Bankruptcy Versus Consumer Proposal- Part One of a Series

by Joel Sandwith on November 11, 2010

This is the first of several blogs I intend to post that explains some of the differences, and similarities, between consumer proposals and personal bankruptcy.  One thing I say to people I speak or meet with everyday is that both of these options can be very helpful, but you have to make sure you are choosing the one that fits your circumstance the best.  Over the next few weeks, I’ll compare these two options in several ways.  For example, we’ll look at comparisons of how your assets are handled, what the difference in costs are, the risks and benefits of both and so on.

Today, I want to explain the differences between a consumer proposal and personal bankruptcy in terms of cost.
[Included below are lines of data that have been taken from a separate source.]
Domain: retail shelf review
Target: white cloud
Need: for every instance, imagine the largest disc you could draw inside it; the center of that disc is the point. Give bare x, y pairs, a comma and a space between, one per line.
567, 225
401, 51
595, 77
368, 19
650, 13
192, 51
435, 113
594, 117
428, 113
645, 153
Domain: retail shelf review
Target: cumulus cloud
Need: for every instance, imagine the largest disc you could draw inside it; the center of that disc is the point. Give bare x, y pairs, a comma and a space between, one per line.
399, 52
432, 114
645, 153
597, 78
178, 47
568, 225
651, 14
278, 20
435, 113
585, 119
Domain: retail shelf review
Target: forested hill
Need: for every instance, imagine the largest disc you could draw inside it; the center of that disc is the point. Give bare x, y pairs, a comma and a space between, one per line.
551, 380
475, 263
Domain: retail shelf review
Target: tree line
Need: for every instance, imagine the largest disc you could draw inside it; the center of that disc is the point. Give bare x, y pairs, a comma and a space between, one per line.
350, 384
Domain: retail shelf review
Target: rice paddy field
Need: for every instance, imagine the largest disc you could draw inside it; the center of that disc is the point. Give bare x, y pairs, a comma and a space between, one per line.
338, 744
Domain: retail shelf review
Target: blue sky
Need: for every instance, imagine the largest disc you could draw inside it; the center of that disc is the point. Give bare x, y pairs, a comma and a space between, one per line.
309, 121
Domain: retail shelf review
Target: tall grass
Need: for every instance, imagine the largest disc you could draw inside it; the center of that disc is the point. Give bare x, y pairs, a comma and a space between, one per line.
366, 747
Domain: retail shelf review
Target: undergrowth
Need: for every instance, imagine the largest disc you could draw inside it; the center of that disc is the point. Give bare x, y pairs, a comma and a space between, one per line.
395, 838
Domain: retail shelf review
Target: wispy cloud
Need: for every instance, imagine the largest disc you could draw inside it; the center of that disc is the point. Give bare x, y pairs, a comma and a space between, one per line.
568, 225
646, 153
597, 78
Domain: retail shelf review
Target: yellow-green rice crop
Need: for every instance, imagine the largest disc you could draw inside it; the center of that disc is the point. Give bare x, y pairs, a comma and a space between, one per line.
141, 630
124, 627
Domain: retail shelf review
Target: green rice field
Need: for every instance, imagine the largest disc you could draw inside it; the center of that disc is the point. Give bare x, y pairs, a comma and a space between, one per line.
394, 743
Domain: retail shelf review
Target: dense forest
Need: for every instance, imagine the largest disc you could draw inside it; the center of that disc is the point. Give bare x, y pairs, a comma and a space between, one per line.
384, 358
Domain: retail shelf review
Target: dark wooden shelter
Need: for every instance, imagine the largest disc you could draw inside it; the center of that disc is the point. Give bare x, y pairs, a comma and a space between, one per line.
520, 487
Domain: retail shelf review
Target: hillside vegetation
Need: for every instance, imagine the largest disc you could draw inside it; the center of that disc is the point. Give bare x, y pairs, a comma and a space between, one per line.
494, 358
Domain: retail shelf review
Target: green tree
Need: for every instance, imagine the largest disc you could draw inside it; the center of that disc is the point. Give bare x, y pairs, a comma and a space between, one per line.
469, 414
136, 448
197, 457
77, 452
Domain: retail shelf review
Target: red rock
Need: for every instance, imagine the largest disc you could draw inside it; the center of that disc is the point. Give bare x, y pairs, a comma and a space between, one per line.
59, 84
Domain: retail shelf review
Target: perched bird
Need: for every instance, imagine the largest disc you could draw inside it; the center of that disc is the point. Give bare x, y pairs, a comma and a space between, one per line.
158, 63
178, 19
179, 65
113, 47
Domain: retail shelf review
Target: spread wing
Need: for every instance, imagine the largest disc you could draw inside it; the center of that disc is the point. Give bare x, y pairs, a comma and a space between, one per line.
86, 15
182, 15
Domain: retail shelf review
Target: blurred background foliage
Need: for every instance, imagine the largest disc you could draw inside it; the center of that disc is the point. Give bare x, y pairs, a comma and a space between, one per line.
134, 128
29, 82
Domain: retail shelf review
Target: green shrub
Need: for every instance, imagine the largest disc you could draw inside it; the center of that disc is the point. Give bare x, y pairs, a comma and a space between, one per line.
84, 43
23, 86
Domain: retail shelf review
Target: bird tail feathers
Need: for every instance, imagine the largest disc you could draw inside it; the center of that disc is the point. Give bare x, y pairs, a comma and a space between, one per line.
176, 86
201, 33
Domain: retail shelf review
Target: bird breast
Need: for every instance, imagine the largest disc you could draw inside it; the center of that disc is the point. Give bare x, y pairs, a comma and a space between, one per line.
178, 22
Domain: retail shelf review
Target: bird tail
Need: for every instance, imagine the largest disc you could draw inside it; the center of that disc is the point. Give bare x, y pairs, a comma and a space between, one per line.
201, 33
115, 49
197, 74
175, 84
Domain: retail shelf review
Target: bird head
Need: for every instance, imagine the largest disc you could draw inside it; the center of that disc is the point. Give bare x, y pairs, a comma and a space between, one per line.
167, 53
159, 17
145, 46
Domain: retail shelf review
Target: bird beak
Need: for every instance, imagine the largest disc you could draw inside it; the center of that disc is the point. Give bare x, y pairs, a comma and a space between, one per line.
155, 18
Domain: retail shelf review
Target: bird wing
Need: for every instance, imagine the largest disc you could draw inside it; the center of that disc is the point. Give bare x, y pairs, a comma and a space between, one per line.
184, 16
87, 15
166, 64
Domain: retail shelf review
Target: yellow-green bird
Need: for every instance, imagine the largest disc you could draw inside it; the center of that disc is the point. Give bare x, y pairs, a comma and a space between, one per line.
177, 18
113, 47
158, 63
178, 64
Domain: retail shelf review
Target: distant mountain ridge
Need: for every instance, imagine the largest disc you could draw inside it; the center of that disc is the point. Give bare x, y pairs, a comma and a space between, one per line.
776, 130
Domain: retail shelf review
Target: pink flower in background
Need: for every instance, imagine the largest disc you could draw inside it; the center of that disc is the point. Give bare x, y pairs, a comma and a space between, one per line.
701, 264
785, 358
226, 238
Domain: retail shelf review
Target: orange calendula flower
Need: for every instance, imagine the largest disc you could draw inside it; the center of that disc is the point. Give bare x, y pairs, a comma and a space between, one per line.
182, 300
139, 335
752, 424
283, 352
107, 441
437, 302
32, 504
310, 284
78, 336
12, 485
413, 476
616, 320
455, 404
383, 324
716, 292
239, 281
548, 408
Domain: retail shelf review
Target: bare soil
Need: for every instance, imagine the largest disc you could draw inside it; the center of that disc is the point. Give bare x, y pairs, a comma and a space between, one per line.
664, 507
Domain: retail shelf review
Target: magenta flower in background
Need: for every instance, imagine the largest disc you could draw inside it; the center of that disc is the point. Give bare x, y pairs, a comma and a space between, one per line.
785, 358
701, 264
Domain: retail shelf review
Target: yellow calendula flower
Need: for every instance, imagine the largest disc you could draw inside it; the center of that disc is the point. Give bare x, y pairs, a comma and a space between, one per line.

In a bankruptcy, the cost is determined by several factors.  The first is the fee that your Trustee charges you.  This fee is generally a set monthly amount, but can be affected by how complex your situation is – most situations are relatively simple, but if there are lots of issues and problems, the Trustee may have to request you pay a higher fee to ensure all the work can be done properly.

Another cost in bankruptcy can be your tax refund – if you would generate a tax refund in the year that you file bankruptcy, your Trustee must seize that refund for benefit of your creditors.

If your income is above certain levels (called ‘surplus’ income), you may also have to pay more money – basically the law may require you to pay money over and above the fee, if your income is higher than certain pre set limits.

Also, your ‘assets’, or the things you own, can make the cost of your bankruptcy rise.  Next week I’ll talk more about assets.  An example of where this can be an issue is if you own two cars – one may be ‘exempt’ under the law, but you may have to pay money into your bankruptcy to keep the other.

As you can see, the cost of a personal bankruptcy can vary quite a bit – for some, the cost is low and easily managed.  For others, the cost can be quite high.

In a consumer proposal, the costs and fees are fixed.  Basically a proposal is a deal that is made between you and your creditors.  A consumer proposal must be administered by a licenced trustee in bankruptcy.  The fees in a consumer proposal are dictated by the Bankruptcy Act, and the amount the trustee is allowed to keep is included in the monthly amount you pay.   If you file a consumer proposal, you keep your tax refund, you do not have to pay for any assets, and if your income rises, that money is yours to do with as you see fit – in fact, you can pay your proposal off early with no penalty if you like.

So, the difference in cost for you will depend on many factors, but the basics are this:  in a personal bankruptcy, those costs will vary, while in a consumer proposal, if the deal you offer is accepted by your creditors, your cost will be fixed and predictable.